Bottom Line: Supplementing with heat-killed LP28 for 12 weeks caused a 1.7% decrease in body weight, mainly due to fat loss. It didn’t affect blood sugar, insulin, lipids or appetite hormones.

How Can Dead Probiotics Cause Weight Loss?

The reason why dead LP28 were more effective than live LP28 is unknown.

The current results are supported by previous studies suggesting that probiotics may have health benefits even when they’re dead. This phenomenon has been labeled the “probiotic paradox” (1).

The probiotic paradox is likely explained by bioactive compounds that are released when the bacterial cells dissolve in the digestive system.

Like other lactic acid bacteria, Pediococcus pentasaceus produces exopolysaccharides, which are responsible for the thick and sticky texture of some fermented dairy products such as yogurt (7).

Exopolysaccharides may also affect immune responses and reduce inflammation in the digestive tract (89).

Additionally, P. pentosaceus has been widely studied for its ability to produce an antibiotic known as pediocin, which limits the growth of other bacteria (1011).

Interestingly, P. pentasaceus is present in ripened cheese and some processed meats, where pediocin is thought to act as a preservative, preventing the growth of harmful bacteria such as Listeria (1213).

It is unclear whether any of these compounds, or some other substances, explain the present findings.

Bottom Line: Why dead LP28 caused more weight loss than live LP28 is unclear. Plausibly, the digestion of dead LP28 caused the release of an unidentified bioactive compound.

Limitations

This study did not seem to have had any methodological limitations.

However, the participants were Japanese adults. The effectiveness of dead L28 cannot be generalized to other populations.

Finally, Hiroshima University Hospital, where the study was conducted, holds the patent on the use of LP28 as a weight-loss supplement. This also applied to three of the paper’s authors, including the main author.

Summary and Real-Life Application

In short, the study showed that supplementing with dead probiotics (Pediococcus pentosaceus LP28) for 12 weeks caused slight but statistically significant weight loss.

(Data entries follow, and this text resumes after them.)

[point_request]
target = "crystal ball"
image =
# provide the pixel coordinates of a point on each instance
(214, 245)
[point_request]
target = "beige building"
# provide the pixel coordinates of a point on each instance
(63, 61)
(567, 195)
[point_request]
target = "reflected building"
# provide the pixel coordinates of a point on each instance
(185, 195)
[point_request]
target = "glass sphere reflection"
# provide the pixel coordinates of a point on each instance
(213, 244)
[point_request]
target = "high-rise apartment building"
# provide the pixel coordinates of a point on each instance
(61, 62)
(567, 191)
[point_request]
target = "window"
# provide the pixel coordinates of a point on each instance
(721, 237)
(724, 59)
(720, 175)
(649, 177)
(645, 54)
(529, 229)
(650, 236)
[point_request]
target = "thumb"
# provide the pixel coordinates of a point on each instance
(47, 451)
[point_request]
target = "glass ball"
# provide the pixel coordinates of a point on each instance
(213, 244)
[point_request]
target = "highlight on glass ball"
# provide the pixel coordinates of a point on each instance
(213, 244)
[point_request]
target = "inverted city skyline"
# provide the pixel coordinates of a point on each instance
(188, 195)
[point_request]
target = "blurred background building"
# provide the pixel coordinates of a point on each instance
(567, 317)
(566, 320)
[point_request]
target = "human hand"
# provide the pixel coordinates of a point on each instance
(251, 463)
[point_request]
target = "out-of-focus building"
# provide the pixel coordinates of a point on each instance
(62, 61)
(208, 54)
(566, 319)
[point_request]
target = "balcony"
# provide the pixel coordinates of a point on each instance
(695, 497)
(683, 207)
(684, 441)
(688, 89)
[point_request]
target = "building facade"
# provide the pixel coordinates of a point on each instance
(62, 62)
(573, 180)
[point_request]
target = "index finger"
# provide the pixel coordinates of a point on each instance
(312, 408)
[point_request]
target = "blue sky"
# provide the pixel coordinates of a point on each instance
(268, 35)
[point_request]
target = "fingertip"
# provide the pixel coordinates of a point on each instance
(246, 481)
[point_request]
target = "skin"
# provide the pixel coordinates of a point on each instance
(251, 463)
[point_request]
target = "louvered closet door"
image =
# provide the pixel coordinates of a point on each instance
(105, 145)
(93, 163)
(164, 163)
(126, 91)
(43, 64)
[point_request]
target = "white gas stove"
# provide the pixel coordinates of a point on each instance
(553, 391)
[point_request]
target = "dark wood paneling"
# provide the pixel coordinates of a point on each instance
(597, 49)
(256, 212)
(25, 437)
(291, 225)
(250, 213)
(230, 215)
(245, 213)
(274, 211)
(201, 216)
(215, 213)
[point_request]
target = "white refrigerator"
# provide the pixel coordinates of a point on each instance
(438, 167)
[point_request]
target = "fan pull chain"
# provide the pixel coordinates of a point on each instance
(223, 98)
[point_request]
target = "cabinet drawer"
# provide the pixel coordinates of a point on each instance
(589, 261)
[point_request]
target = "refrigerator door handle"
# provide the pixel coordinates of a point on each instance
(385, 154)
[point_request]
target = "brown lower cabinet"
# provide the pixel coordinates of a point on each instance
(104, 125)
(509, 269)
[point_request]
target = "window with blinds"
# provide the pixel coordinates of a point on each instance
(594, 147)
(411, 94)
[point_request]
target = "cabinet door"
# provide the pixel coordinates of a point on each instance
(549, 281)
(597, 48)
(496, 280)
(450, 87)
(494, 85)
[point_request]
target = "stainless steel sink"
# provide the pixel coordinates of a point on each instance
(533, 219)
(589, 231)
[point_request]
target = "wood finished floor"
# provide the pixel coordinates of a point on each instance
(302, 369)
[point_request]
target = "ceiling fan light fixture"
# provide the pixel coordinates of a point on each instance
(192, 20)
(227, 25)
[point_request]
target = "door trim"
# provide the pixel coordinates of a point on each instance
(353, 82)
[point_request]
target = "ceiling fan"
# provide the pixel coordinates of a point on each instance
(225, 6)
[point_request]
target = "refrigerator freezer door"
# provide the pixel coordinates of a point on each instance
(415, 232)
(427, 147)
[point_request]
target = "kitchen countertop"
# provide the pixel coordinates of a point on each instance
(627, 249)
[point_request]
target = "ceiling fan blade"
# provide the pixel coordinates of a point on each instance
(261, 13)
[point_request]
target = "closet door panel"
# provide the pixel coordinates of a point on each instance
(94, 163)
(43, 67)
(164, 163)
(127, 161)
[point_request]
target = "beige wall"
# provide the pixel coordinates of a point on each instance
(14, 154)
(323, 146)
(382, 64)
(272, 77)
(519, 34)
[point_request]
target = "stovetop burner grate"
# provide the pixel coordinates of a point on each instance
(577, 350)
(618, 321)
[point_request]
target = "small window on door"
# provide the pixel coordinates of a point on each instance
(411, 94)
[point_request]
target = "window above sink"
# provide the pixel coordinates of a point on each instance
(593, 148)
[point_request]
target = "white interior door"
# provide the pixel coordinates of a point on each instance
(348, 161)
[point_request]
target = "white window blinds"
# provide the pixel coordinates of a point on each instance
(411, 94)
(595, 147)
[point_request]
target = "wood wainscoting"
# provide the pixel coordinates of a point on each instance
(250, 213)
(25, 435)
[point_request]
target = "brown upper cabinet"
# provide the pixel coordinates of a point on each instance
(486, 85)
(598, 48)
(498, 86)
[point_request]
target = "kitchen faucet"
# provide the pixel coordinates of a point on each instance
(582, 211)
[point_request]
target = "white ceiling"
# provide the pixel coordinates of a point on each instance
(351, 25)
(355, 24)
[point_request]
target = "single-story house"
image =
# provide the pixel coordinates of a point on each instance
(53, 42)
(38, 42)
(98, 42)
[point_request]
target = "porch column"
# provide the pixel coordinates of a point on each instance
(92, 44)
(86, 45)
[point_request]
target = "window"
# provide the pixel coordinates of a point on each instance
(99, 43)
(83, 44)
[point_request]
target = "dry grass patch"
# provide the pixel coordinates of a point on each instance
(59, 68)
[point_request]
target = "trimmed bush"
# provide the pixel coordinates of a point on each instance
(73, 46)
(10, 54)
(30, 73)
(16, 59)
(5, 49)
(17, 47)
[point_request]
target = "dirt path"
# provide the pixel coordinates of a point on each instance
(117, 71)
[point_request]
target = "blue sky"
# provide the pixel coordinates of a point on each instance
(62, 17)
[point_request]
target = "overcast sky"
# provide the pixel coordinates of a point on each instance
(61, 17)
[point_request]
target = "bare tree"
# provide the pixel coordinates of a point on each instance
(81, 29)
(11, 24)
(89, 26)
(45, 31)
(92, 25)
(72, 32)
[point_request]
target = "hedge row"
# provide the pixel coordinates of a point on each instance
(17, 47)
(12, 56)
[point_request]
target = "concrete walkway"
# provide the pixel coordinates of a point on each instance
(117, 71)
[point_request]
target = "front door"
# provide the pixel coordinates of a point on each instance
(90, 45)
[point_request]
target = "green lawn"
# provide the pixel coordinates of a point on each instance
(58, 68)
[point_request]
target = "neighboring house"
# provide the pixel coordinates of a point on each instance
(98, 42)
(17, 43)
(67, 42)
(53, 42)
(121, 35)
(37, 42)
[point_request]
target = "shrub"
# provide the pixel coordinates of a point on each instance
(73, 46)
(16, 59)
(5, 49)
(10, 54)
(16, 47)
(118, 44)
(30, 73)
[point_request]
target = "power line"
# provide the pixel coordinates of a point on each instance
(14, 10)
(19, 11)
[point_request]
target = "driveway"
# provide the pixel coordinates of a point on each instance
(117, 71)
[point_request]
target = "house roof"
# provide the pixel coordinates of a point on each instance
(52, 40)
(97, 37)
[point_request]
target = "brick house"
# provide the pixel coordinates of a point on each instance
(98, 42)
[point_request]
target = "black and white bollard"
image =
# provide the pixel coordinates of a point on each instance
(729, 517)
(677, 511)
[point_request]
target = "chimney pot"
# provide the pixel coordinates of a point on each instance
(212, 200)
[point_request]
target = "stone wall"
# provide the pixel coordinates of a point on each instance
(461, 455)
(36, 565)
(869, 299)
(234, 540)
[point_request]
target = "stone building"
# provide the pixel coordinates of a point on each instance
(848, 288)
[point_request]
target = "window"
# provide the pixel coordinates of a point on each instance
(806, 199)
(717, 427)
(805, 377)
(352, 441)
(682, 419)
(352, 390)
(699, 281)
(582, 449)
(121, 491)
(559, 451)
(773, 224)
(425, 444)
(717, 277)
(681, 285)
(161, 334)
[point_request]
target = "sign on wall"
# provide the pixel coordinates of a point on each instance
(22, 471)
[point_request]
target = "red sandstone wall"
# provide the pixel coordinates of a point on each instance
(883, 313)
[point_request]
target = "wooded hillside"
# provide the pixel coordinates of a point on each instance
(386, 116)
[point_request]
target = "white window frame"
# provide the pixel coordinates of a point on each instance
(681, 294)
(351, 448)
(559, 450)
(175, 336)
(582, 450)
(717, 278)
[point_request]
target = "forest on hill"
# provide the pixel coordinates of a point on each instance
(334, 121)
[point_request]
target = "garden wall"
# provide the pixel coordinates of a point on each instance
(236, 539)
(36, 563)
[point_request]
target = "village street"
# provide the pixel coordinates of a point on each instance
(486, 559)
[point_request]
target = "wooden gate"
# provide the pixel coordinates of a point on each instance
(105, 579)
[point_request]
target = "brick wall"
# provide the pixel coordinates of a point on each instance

In comparison, live LP28 did not lead to significant weight loss. The study supports earlier evidence that some probiotics may have health benefits, even when they are dead.

These effects are likely explained by bioactive compounds that are released from dead cells in the digestive tract. However, it is still unknown what compounds are responsible.

Further studies are needed before we can recommend dead probiotics as weight loss supplements. Also, these effects may not apply to all types of probiotics.